Kerget fece delle domande, Teyeo gli rispose saggiamente, rassicurandolo. Ogni tanto Solly interveniva e Kergat ora la ascoltava di nuovo, ma a stento, svogliato, visto come l'aveva chiamata. Alla fine se ne andò, senza dire quello che aveva intenzione di dire. Ma aveva il nome di Batikam e un messaggio in codice da parte di Teyeo per l'ambasciata. «Veot a mezza paga imparano a cantare vecchie canzoni velocemente.»

«Che diavolo!» esclamò Solly appena Kergat se ne andò.

«Conoscevi un uomo chiamato Vecchia Musica, all'ambasciata?»

«Ah, è un amico tuo?»

«È stato molto gentile.»

«È qui su Werel sin dal principio. Un primo osservatore. Un uomo abbastanza potente, sì. E "velocemente", pure… La mia mente non sta funzionando come dovrebbe. Vorrei soltanto distendermi accanto a un ruscello in un prato e bere tutto il giorno, capisci? Ogni volta che lo desidero. Allungare il collo e slurp, slurp, slurp, acqua corrente… Sotto il sole… Oh Dio, Dio mio, il sole. Teyeo, è molto difficile, è più difficile di tutto il resto. Pensare che ci può essere veramente un modo per uscire di qui. Solo non saperlo. Cercando di non sperare e non disperare. Oh, sono così stanca di starmene seduta qui.»

«Che ore sono?»

«Le venti e trenta. Sera. Buio, fuori. Dio mio, il buio. Soltanto il buio. Non c'è un modo per coprire quel dannato lume, anche parzialmente, per fare finta di avere una notte, così possiamo fingere anche di avere un giorno?»

«Se ti metti in piedi sulle mie spalle forse ci arrivi, ma come facciamo ad attaccarci un telo?»

Rifletterono, fissando la lampada.

«Non so. Hai notato che c'è un pezzettino che sembra stia perdendo energia? Forse non dobbiamo più preoccuparci di fare buio se stiamo qui abbastanza a lungo, Dio mio.»

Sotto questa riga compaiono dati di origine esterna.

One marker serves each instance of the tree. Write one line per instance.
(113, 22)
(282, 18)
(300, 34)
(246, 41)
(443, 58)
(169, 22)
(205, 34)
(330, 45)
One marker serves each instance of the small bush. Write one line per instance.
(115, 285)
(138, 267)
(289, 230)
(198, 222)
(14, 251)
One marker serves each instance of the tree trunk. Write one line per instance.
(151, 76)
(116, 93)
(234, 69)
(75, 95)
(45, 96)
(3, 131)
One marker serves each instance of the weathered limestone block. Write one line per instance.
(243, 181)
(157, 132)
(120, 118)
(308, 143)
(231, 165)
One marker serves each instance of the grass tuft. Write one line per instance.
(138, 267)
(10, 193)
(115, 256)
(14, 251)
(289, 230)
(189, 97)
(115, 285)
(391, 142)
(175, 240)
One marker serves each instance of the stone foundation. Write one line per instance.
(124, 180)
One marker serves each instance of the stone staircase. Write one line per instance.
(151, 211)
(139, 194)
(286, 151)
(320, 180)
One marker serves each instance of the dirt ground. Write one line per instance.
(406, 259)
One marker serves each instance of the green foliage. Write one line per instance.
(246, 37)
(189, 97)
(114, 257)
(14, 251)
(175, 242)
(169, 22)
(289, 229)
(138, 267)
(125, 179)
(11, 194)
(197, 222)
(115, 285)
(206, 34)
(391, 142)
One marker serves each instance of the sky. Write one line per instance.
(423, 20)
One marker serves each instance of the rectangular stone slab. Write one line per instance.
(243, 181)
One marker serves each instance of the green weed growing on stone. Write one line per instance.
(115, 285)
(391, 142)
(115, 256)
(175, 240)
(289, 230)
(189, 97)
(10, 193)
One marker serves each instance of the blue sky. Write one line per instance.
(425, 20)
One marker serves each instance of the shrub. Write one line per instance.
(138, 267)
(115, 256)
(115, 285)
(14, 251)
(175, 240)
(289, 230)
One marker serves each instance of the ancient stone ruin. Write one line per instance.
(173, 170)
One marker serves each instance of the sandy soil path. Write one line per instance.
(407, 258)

«Bene,» disse lui dopo una lunga pausa, stranamente imbarazzato. «Sono stanco.» Si alzò, si stirò, chiese con un'occhiata il permesso di entrare nel territorio di lei, bevve un sorso d'acqua, tornò nel suo territorio, si tolse la giacca e le scarpe, e a quel punto lei si era già girata, poi si tolse i pantaloni e si sdraiò. Si coprì con la coperta e disse fra sé e sé, «Signore, Kamye, lascia che tenga stretta l'unica cosa nobile.» Ma non riuscì a dormire.

Sentiva i più piccoli movimenti della compagna. Solly pisciò, si versò un po' d'acqua, si tolse i sandali e si sdraiò.

Una lunga pausa.

«Teyeo.»

«Sì?»

«Pensi che sarebbe uno sbaglio, date le circostanze, fare l'amore?»

Una pausa.

«No, date le circostanze…» rispose lui quasi in modo impercettibile «Ma nell'altra vita…»

Pausa.

«Vita breve contro vita lunga,» mormorò lei.

«Sì.»

Pausa.

«No,» disse lui e si girò verso di lei. «No, è sbagliato.» Si avvicinarono, si strinsero, si avvinghiarono in una fretta cieca, con avidità, con voglia, urlando insieme il nome di Dio nelle loro lingue diverse e poi come animali con una voce senza parole. Si misero l'uno addosso all'altra, sudati, appiccicosi, esausti, eppure rinati, riuniti nella tenerezza del corpo, nell'esplorazione infinita, nella scoperta antica. Nel lungo volo verso il nuovo mondo.

Lui si svegliò lentamente, felice e soddisfatto. Erano abbracciati, il viso di Teyeo era accosto al braccio e al seno di lei. Solly gli stava accarezzando i capelli, il collo e le spalle. Lui rimase sdraiato a lungo, conscio solo di quel ritmo pigro e della freschezza della sua pelle contro il proprio viso, contro la propria mano, contro la propria gamba.